Cincinnati coach Mick Cronin said ticket sales, not wins or losses, are primarily behind how teams get seeded in the NCAA tournament.
Joe Lunardi predicts in his latest Bracketology that Cincinnati (25-4) will be a No. 5 seed and headed to Buffalo for first- and second-round games. The Bearcats are unlikely to be seeded high enough to make a relatively short trip to a host site in Indianapolis.
"I'm a firm believer in that the NCAA tournament committee and everything is so financially driven that no matter what is said on that [Selection] Sunday, they're trying to sell tickets," Cronin said while speaking to a group of local reporters on Wednesday.
"You may get moved on a seed line. And it may not be us, but teams could get moved around from 4 to a 5 or a 8-9 to a 7-10 to get that pod to sell more tickets. Now nobody will admit that, because it's all about the student-athletes -- supposedly. But it's a business. If it wasn't a business we'd be able to have a bus trip in the conference we played in."
The NCAA went to a pod system in 2002 that allows the top four seeds to play at the closest site possible, regardless of the seed's tournament region.
Not everyone would agree with Cronin that ticket sales drive seeding. The bulk of the NCAA windfall, which is shared with conferences, comes from television deals, not ticket sales. The March Madness TV deal brings in an average of $785 million per year through 2024 and $1.1 billion annually for the eight years after that.

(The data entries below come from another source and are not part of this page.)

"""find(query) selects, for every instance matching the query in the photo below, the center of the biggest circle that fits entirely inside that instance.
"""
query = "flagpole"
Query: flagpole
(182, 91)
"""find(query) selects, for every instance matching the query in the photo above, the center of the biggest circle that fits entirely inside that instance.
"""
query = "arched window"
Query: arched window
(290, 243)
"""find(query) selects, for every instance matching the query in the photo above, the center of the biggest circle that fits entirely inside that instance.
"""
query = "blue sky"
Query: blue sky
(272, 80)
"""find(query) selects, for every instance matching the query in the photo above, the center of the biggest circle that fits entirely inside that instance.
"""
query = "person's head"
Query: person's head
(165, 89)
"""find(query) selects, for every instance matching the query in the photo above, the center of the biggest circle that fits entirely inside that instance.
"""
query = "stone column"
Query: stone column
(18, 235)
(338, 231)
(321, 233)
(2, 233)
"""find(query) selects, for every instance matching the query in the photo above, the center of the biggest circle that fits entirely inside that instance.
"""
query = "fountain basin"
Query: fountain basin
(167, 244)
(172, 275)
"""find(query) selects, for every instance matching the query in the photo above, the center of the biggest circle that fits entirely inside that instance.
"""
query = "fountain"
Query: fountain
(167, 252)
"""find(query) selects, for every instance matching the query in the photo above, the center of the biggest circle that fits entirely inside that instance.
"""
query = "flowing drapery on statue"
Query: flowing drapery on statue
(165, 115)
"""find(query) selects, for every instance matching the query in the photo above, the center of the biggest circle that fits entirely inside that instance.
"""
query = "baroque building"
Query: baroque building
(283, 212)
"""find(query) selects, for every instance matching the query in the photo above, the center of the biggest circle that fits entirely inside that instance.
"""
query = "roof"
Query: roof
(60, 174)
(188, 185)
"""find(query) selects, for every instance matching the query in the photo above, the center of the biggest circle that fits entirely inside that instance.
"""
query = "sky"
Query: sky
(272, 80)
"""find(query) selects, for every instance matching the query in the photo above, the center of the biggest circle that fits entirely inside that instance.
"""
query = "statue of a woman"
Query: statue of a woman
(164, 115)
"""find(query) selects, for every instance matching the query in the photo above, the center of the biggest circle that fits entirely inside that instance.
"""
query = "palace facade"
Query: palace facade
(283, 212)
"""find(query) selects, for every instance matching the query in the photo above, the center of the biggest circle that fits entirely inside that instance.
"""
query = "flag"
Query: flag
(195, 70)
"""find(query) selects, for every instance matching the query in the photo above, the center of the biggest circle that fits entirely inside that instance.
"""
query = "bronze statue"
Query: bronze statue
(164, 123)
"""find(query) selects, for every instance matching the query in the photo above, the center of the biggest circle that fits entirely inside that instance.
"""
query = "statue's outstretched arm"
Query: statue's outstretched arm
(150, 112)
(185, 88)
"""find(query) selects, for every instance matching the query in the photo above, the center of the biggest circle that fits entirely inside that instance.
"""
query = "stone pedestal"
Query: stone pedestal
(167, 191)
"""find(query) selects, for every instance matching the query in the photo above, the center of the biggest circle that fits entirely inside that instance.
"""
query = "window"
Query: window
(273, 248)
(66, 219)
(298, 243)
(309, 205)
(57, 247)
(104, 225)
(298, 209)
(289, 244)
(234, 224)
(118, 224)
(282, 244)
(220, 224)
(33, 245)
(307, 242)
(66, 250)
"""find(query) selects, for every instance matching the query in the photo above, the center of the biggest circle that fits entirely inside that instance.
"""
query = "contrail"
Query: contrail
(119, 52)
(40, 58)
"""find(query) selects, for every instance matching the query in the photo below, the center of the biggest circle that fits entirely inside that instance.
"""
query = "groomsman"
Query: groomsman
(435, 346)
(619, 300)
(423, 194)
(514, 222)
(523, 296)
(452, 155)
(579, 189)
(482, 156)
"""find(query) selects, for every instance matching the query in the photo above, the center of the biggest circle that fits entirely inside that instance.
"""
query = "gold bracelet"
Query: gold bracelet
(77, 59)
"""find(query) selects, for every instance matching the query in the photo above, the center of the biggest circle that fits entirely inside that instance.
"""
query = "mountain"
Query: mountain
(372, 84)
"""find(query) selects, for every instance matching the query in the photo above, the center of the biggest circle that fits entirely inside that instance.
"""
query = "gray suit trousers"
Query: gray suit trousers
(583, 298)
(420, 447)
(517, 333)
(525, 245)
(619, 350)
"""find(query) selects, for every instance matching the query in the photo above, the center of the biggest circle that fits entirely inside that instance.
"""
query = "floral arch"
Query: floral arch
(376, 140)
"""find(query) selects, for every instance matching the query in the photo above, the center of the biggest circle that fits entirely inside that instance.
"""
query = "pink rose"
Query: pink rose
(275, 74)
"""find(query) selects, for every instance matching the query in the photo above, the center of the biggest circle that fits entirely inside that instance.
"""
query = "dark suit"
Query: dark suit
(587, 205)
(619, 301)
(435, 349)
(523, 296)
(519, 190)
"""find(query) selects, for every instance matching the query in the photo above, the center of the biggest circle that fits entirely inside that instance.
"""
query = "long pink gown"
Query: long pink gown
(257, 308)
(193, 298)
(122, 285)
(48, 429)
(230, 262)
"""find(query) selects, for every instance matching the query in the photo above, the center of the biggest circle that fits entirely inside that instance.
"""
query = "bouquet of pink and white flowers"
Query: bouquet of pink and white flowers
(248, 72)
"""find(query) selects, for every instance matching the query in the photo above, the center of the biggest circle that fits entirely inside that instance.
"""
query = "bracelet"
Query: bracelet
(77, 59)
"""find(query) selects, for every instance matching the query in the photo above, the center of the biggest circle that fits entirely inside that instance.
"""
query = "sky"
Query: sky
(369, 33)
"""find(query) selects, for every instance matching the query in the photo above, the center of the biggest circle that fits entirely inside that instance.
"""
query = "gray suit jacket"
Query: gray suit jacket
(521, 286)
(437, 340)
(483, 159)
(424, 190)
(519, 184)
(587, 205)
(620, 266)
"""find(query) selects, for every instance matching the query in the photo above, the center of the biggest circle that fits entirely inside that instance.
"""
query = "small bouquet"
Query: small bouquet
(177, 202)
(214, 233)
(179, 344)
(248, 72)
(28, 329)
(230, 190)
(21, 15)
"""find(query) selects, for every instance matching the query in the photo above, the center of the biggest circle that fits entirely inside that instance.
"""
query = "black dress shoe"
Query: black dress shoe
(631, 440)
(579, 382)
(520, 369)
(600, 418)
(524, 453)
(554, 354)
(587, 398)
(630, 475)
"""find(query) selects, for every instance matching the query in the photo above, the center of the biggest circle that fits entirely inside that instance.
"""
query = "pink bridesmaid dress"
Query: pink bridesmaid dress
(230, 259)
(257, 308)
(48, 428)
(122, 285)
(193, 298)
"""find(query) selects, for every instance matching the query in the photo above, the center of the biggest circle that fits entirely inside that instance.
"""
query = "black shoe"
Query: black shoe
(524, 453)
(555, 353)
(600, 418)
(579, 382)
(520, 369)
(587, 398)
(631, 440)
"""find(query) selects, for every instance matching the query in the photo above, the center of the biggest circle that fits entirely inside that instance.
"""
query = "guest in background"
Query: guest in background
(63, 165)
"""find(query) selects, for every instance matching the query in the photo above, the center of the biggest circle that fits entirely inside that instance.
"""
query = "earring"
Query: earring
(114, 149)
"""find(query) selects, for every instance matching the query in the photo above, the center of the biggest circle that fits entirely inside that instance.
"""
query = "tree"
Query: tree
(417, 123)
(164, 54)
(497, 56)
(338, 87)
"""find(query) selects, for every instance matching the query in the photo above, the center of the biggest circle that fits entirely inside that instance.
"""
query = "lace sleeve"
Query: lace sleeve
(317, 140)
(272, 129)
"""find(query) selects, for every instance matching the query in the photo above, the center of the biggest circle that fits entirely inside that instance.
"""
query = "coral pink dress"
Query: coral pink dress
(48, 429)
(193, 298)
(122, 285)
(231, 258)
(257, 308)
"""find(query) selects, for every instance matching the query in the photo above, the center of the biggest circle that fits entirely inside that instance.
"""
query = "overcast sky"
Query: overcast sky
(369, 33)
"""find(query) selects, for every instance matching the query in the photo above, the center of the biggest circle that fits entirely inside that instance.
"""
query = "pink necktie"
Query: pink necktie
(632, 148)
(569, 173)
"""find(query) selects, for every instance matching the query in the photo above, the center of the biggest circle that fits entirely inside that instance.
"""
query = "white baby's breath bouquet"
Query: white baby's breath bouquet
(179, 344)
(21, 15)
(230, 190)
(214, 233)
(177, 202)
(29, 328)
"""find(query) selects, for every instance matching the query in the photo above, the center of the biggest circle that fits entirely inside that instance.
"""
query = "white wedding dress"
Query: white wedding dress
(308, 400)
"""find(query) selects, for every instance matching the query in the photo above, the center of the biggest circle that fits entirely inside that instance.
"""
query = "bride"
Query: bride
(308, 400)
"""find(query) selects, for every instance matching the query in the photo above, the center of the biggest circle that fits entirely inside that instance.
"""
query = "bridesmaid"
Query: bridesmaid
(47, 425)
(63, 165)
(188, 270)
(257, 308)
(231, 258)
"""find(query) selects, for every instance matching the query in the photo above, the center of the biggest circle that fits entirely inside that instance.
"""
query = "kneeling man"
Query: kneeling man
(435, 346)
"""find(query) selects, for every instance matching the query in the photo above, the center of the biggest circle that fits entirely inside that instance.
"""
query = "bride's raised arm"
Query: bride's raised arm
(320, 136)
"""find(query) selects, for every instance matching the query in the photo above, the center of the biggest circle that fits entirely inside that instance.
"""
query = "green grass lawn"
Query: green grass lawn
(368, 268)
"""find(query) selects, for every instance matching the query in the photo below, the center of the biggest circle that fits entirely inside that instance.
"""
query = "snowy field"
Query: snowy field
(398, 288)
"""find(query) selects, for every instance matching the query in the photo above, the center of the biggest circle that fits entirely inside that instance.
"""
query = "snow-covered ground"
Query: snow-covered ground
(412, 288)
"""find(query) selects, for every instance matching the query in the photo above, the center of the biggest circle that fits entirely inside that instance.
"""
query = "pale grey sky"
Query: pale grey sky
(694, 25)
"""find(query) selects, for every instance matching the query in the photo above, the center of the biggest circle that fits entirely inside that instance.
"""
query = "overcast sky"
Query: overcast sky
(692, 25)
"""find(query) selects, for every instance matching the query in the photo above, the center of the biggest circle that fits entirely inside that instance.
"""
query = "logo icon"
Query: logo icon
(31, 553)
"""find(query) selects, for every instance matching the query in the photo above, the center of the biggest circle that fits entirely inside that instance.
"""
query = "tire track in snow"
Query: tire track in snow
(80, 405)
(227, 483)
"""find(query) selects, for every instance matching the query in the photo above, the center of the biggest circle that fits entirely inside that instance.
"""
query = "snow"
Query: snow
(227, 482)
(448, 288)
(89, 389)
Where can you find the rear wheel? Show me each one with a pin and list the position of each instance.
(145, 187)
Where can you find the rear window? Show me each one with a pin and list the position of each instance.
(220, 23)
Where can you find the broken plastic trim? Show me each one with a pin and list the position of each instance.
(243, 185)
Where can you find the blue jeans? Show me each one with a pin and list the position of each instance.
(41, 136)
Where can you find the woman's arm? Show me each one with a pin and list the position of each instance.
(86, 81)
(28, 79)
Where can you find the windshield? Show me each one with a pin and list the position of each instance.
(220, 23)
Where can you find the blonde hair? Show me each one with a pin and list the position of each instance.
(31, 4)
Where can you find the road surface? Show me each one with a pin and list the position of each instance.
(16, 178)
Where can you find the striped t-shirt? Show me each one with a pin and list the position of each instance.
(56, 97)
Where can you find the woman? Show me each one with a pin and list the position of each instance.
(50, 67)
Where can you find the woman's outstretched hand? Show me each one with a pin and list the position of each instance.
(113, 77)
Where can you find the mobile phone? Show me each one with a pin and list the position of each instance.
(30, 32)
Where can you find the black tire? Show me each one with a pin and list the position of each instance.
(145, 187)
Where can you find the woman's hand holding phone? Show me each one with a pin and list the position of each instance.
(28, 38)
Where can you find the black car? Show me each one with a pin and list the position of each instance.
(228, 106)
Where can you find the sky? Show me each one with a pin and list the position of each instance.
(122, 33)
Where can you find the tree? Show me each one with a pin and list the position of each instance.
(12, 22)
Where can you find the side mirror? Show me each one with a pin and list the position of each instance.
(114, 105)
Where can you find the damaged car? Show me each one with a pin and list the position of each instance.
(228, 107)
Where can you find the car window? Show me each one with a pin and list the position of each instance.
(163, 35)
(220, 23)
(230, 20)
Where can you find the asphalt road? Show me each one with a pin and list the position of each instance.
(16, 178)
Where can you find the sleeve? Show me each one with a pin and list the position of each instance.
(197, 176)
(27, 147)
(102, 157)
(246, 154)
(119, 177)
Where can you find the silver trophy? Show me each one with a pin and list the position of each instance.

Cronin, however, doesn't want people to think that the seeding process is devoid of outside influences.
"Anybody who doesn't think this is a business is wrong, living in a fantasy land," Cronin said. "That's why I tell you, you can sit there and think, 'Well, we won this game, we'll move up.' You can move up, but then you can end up playing a tougher team [because] the seedings were wrong. You really just have to worry about coaching your team. The rest is a waste of time."